Benim büyük dedem Çanakkale / Alçıtepe şehidi. Balıkesir / Şamlı beldesi nüfusuna kayıtlı Hacı Haşim oğlu Osman Efendi. Mezarı Alçıtepe Şehitliğindedir. ( 15 Eylül 1915) yılında şehit olmuş. Benim dedem oraya gezmeye gitmedi. Savaşa gitti. Az ileride Seyit Onbaşı Köyü ve o muhteşem kahramanın mezarı var. Hiç size yakışıyor mu ? İnsan ata dedesine bu kadar cahilce ve nankörce nasıl davranır ?. Çanakkale ile ilgili kaç kitap okudunuz da ahkam kesiyorsunuz ?
Size şuradaki kitapçıdan Çanakkale Savaşları ile ilgili kitap almak isterim. Okuyun , sizinle sonra konuşalım dedim.
Çok üzülmüştüm.
-Yüzünüzdeki maske sizi tanımama engel oluyor , siz kimsiniz dedim.

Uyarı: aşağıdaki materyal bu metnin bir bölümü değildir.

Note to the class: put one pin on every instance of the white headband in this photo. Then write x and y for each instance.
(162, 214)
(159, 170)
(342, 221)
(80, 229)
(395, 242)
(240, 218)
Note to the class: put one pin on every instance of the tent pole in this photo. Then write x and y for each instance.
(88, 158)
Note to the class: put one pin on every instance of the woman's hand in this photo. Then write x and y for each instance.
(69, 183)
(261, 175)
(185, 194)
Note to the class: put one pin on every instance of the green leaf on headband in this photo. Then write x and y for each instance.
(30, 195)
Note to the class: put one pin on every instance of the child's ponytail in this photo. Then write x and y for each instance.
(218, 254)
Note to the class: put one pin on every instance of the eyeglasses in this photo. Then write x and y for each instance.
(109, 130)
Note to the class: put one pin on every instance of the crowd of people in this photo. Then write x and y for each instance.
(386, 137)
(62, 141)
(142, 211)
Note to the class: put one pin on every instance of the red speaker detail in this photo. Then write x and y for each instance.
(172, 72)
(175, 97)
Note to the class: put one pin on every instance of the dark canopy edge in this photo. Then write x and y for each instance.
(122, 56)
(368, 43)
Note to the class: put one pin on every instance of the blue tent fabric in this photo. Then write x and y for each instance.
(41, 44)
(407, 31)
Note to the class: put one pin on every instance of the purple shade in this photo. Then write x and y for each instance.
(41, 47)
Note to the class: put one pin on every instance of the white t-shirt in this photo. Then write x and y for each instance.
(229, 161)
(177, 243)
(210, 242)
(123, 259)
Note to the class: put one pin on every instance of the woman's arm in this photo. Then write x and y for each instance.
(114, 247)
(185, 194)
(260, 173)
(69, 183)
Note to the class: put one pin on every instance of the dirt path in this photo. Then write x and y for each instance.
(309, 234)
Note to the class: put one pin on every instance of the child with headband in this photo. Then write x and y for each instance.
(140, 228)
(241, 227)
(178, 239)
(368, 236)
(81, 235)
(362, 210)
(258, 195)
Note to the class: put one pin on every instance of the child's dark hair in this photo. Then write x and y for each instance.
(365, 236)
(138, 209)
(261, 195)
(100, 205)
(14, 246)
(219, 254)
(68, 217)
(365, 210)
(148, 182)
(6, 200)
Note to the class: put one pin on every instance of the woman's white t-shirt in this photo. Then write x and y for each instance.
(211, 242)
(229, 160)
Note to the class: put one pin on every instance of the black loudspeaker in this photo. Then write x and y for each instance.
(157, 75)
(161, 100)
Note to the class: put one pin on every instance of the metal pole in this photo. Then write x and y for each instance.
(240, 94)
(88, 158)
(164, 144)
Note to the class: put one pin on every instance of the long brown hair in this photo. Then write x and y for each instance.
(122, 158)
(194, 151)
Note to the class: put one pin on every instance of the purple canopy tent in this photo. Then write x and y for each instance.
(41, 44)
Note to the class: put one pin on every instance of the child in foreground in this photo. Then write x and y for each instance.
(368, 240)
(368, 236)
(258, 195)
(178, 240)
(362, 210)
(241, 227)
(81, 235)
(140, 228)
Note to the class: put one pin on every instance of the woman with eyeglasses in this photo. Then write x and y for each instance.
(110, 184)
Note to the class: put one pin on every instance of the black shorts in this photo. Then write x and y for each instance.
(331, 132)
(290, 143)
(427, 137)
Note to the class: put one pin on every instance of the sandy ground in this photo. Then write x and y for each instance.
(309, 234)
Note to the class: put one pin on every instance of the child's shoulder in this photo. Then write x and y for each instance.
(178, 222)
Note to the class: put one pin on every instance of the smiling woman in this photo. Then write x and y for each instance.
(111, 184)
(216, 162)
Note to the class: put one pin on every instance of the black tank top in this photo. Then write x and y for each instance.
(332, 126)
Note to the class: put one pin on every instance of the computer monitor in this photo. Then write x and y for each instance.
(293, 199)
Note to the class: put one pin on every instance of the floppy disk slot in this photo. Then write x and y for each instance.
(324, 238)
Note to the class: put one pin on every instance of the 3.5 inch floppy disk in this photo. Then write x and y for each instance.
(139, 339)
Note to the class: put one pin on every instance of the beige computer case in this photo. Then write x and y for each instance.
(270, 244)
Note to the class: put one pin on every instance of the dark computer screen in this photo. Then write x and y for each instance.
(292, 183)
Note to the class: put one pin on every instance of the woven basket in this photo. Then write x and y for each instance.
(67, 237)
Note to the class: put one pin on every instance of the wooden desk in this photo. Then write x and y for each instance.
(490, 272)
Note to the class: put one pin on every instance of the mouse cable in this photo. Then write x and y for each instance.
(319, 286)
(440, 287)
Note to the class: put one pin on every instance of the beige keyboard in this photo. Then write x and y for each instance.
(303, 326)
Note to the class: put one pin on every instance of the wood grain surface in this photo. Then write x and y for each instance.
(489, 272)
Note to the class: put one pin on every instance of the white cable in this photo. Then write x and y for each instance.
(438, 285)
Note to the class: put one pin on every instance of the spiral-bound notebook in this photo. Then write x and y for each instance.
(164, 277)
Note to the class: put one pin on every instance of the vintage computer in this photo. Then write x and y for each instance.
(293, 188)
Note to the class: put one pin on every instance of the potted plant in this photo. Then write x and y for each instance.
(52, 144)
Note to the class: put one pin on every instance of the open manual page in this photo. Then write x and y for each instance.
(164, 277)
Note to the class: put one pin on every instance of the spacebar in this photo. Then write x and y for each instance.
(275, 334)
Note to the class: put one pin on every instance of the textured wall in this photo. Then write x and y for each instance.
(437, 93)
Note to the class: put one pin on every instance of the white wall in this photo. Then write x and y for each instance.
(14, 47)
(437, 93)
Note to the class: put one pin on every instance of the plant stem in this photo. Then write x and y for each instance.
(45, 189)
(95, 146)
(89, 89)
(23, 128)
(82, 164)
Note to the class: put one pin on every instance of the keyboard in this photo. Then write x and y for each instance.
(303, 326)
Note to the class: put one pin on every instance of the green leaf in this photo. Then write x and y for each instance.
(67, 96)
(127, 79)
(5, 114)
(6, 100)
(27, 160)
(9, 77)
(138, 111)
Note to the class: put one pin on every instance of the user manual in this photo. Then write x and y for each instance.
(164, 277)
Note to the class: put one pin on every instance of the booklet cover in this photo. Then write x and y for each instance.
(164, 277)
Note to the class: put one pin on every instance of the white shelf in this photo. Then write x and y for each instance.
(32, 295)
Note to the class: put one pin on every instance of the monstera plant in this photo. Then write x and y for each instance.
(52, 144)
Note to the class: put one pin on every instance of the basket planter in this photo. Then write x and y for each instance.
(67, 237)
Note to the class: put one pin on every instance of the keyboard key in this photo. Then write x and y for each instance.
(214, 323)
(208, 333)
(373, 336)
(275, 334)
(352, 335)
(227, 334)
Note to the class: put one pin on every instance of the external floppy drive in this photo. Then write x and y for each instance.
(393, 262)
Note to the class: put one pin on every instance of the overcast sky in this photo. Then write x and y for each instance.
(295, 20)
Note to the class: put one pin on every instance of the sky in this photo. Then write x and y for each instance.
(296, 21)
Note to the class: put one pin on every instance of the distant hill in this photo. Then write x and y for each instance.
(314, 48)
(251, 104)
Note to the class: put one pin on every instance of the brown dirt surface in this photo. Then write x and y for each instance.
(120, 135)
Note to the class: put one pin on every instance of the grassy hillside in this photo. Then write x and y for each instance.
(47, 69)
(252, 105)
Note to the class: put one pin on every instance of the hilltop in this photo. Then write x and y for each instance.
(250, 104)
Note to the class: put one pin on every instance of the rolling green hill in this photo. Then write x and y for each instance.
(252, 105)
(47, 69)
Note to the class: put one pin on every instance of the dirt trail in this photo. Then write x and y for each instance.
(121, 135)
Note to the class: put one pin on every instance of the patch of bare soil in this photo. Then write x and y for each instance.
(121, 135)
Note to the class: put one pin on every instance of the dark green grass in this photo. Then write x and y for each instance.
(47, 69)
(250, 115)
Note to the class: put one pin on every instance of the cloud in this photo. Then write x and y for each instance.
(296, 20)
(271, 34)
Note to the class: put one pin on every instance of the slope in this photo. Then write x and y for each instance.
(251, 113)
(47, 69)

Ters bir tavır ve sert bir ses tonu ile;
– Hanım hadi git başımdan.. Senin bildiğini ben bilmek istemiyorum … dedi ve gitti..
Kaz Dağları başıma yıkıldı.
Atatürk ve eşi Latife Hanım , Balıkesir Gökçeyazı ( Ergama ) Nahiyesini ziyaretinde 8 Şubat 1923. Ergamalılarla sohbet ederken.
***
Değerlerimize , insanlığımıza , Anadolu edep ve terbiyesine bu kadar saldırıldığına tanık olmak bir eğitimci olarak bu korona günlerinde yüreğimi çok acıttı.
Güneşi yakalamanın keyfini duymak , az önce yaşadıklarımı unutmak istiyordum.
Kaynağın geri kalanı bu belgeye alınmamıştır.